Lienzos metafóricos que su fotografía -la fotografía- convirtió en obras de arte, porque supo mirarlos con esa intención y hacerlos coincidir con las obras y los intereses de sus muchos amigos artistas de la vanguardia de entreguerras y después, de Klee a Picasso, de Miró a Man Ray, de Dalí a Dubuffet, de los surrealistas a los informalistas y tachistas, pintores matéricos y otras opciones, incluido el mismísimo Tàpies, que así lo reconocía hace muchos años -y se reproduce en el catálogo un magnífico texto del pintor catalán- o el propio Cuixart. Basta recordar algunas obras de esos años de Dau al Set para comprobarlo.
Se trata -la revolución de Brassaï con sus grafiti- de una extraordinaria coincidencia o complicidad entre la fotografía y el arte de la vanguardia. Lo que habría podido ser entendido como un documento visual (ya fuera sociológico, antropológico o histórico) fue por él transformado en fotografía de vanguardia, en obra de arte, gracias a encuadres y luces, a su condición fragmentaria; al misterio de la materia presentada y representada, a los trazos y hendiduras de las palabras y de las figuras; a sus relieves, con fotografías de luces rasantes, sin tiempo, pero con apasionada tendencia por la nocturna, es decir, artificial o selénica, como hiciera en algunas otras de sus series como la impresionante Paris de nuit (1932), que coincide con las primeras de sus fotografías de grafiti que atrajeron rápidamente a los surrealistas, aunque siempre anduviera con ellos como un compañero de viaje, nómada él mismo.
Primeras veces.
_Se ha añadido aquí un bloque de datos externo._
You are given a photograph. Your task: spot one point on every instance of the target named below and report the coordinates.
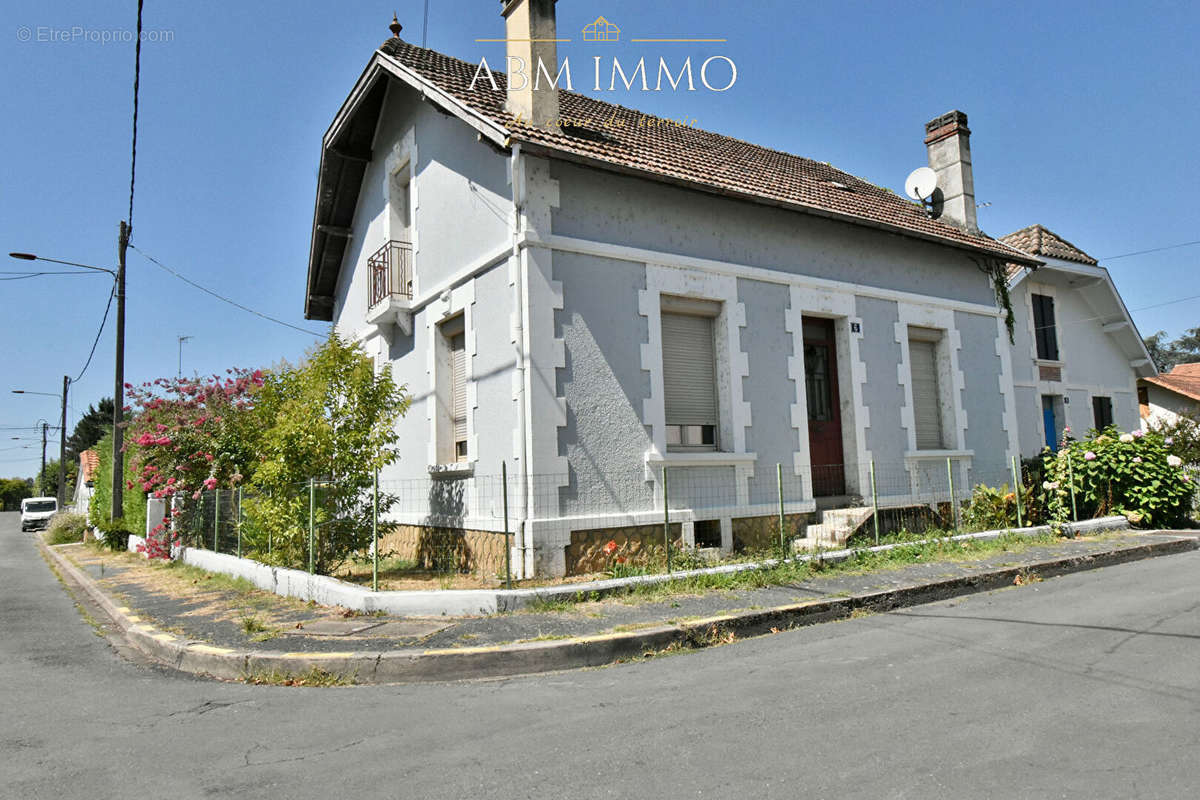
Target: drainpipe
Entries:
(522, 403)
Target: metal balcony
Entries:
(390, 274)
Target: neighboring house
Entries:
(595, 304)
(1163, 398)
(1078, 355)
(89, 462)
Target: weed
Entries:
(312, 677)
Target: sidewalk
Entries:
(211, 624)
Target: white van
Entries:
(36, 512)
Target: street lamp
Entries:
(63, 441)
(118, 487)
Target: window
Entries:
(399, 209)
(454, 341)
(1102, 411)
(689, 373)
(1044, 330)
(927, 394)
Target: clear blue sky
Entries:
(1084, 118)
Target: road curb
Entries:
(417, 665)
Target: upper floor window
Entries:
(1045, 332)
(399, 205)
(689, 374)
(1102, 411)
(453, 392)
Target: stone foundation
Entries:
(445, 549)
(586, 554)
(753, 534)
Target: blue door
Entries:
(1048, 421)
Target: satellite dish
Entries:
(921, 184)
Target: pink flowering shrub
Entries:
(189, 437)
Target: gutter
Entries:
(519, 253)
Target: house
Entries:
(1077, 354)
(1164, 398)
(635, 316)
(89, 462)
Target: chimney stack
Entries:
(531, 34)
(948, 142)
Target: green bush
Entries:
(133, 500)
(66, 529)
(115, 534)
(1132, 474)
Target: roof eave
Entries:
(541, 149)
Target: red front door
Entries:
(825, 409)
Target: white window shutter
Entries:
(925, 395)
(689, 370)
(459, 386)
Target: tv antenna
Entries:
(921, 185)
(181, 340)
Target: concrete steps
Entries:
(835, 527)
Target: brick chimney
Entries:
(948, 142)
(531, 30)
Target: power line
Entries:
(137, 78)
(1153, 250)
(222, 298)
(96, 341)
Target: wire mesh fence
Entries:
(474, 530)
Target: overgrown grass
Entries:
(795, 572)
(207, 579)
(312, 677)
(66, 529)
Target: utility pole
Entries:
(41, 476)
(118, 511)
(63, 447)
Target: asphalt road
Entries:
(1083, 686)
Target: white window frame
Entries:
(461, 301)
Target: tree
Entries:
(90, 428)
(1185, 349)
(331, 420)
(12, 492)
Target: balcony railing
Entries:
(390, 272)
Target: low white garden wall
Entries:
(459, 602)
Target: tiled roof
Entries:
(1039, 240)
(634, 140)
(1182, 379)
(89, 462)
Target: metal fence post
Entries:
(239, 522)
(954, 507)
(666, 518)
(375, 534)
(312, 512)
(1017, 491)
(875, 504)
(1071, 476)
(783, 541)
(508, 543)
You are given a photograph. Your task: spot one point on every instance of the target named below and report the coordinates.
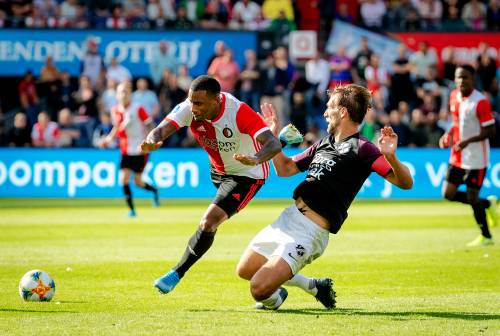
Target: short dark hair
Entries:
(355, 98)
(206, 83)
(469, 68)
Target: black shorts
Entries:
(136, 163)
(473, 178)
(234, 192)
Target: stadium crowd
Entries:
(411, 95)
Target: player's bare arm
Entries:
(387, 144)
(485, 133)
(270, 147)
(155, 138)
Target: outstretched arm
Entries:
(155, 138)
(400, 175)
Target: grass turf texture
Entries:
(399, 268)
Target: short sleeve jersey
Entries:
(335, 173)
(131, 130)
(234, 130)
(469, 114)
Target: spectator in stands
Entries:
(162, 59)
(401, 86)
(181, 21)
(216, 15)
(86, 104)
(340, 68)
(219, 48)
(118, 19)
(399, 127)
(493, 15)
(102, 130)
(430, 12)
(19, 134)
(281, 26)
(108, 97)
(372, 12)
(45, 133)
(146, 98)
(93, 64)
(474, 15)
(28, 97)
(317, 71)
(418, 129)
(117, 72)
(183, 78)
(226, 71)
(69, 133)
(245, 15)
(249, 77)
(422, 59)
(434, 132)
(361, 61)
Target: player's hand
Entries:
(460, 145)
(247, 160)
(271, 118)
(147, 146)
(444, 141)
(388, 141)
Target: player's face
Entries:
(204, 105)
(464, 81)
(123, 94)
(333, 114)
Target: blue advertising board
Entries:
(184, 173)
(25, 49)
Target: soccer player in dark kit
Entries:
(337, 166)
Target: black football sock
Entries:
(128, 196)
(461, 197)
(149, 187)
(198, 244)
(480, 216)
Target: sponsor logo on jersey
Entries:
(227, 132)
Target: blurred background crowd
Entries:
(411, 94)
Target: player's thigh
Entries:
(235, 192)
(250, 262)
(274, 273)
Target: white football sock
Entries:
(274, 301)
(305, 283)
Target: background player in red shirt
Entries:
(473, 124)
(239, 145)
(130, 124)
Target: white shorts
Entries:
(293, 237)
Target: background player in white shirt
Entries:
(473, 124)
(131, 123)
(239, 145)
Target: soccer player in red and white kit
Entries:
(473, 124)
(131, 123)
(239, 145)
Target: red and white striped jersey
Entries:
(131, 130)
(469, 114)
(233, 131)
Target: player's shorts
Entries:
(293, 237)
(234, 192)
(473, 178)
(136, 163)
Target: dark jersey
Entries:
(335, 173)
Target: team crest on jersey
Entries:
(227, 132)
(343, 147)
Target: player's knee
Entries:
(260, 291)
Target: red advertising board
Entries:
(465, 45)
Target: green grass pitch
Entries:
(400, 268)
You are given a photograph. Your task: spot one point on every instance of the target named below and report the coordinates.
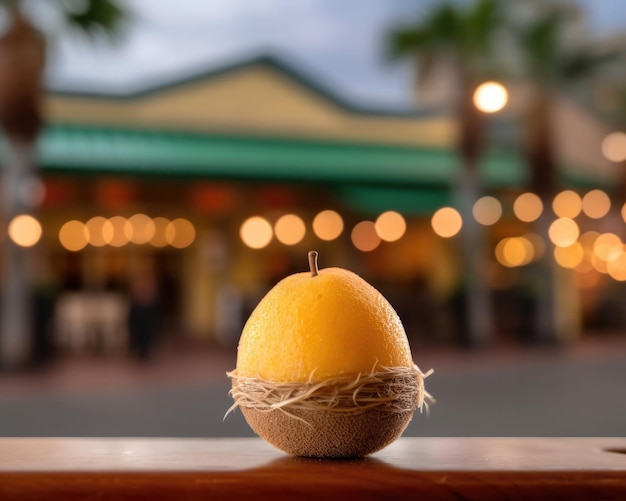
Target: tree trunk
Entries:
(22, 59)
(555, 315)
(479, 319)
(16, 319)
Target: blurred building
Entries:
(160, 181)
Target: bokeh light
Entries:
(328, 225)
(514, 251)
(96, 230)
(180, 233)
(567, 204)
(117, 236)
(446, 222)
(159, 239)
(616, 268)
(490, 97)
(607, 246)
(596, 204)
(74, 236)
(289, 229)
(614, 147)
(569, 257)
(528, 207)
(563, 232)
(538, 243)
(24, 230)
(139, 229)
(390, 226)
(364, 236)
(256, 232)
(487, 210)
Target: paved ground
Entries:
(575, 392)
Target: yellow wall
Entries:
(255, 99)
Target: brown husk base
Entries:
(339, 417)
(326, 434)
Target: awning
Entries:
(103, 151)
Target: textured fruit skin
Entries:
(328, 434)
(311, 328)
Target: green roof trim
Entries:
(102, 151)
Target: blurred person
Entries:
(143, 315)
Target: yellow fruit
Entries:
(324, 367)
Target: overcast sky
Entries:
(337, 42)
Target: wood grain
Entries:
(434, 468)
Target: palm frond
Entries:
(99, 17)
(583, 63)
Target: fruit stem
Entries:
(313, 263)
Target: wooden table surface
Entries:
(433, 468)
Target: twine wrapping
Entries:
(392, 389)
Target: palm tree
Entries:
(464, 40)
(550, 65)
(22, 65)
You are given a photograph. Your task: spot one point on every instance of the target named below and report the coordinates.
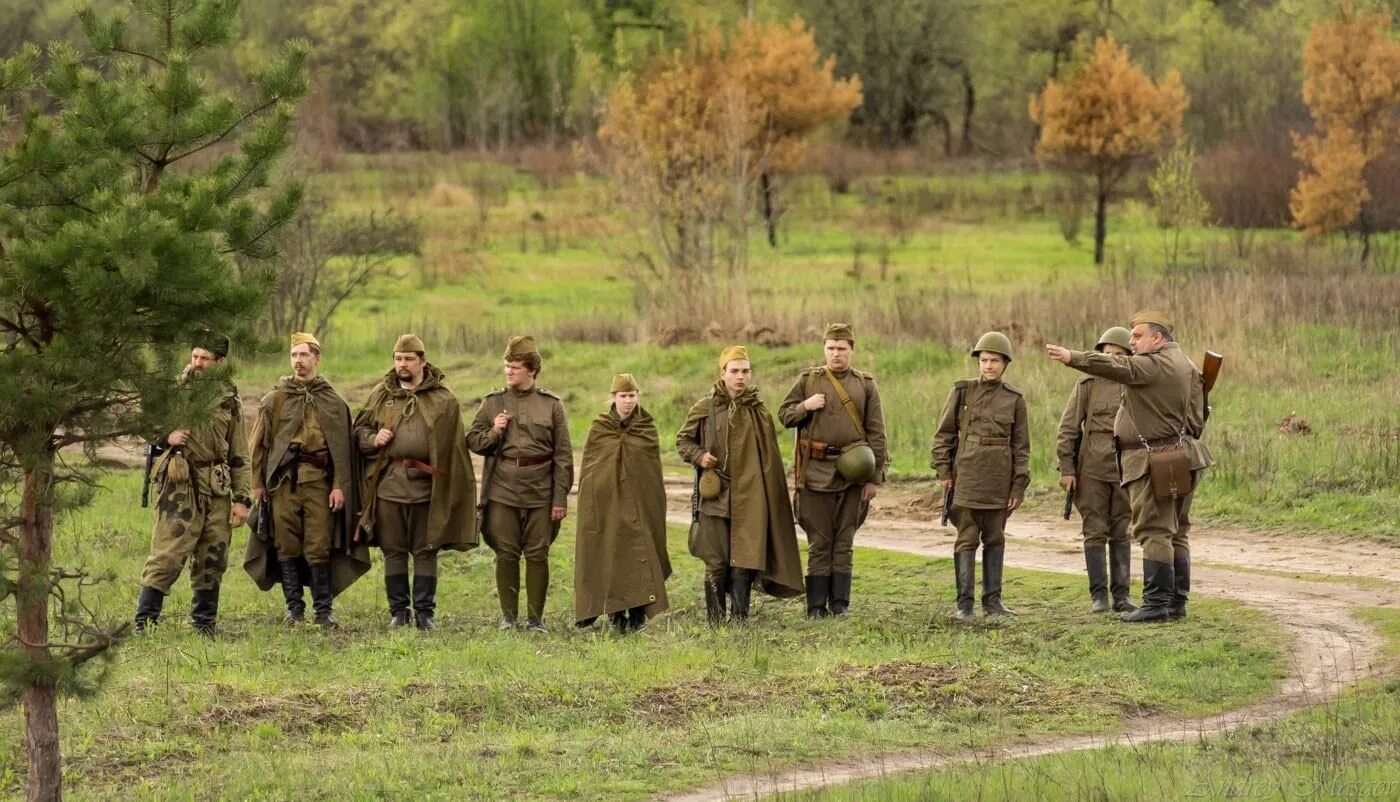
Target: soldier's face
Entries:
(991, 366)
(304, 363)
(737, 374)
(837, 354)
(625, 402)
(199, 360)
(518, 377)
(408, 366)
Precisamente, en Minotaure publicaría sus primeras fotografías y sus primeros textos al respecto, casi en coincidencia con las que hizo para revelar esculturas involuntarias con el mismo Dalí y para la misma publicación que llevaban sus amigos Tériade y Eluard. Después vendrían la atracción de Dubuffet o Tàpies y de tantos otros por su obra y sus antológicas sobre sus grafiti, primero en el MoMA de Nueva York (1956) y después en el Institute of Contemporary Art de Londres (1958).
Fotógrafo excepcional, escritor, ensayista, corresponsal de prensa, formado también en Berlín, «ojo de París» y amigo -y fotógrafo- de los artistas más decisivos de la vanguardia histórica del siglo XX, Brassaï, como si ya estuviera fuera del tiempo, tan actual como su obra, expone ahora sus grafiti en el Círculo de Bellas Artes.
No sólo creo que es una exposición estelar, sino que además coincide con la de Jean Dubuffet y el idioma de los muros que tanto le debe, y no sólo por su relación amistosa durante los años cincuenta. Imágenes improvisadas, veloces, clandestinas, a veces manchas y otras veces brochazos de rabia, en ocasiones, aprovechados deterioros o agujeros de la piel de la pared, como en un palimpsesto aparentemente destinado al reino de lo que nunca se recuerda, al del olvido, que fueron con Brassaï recuperados para la memoria de manera fascinante.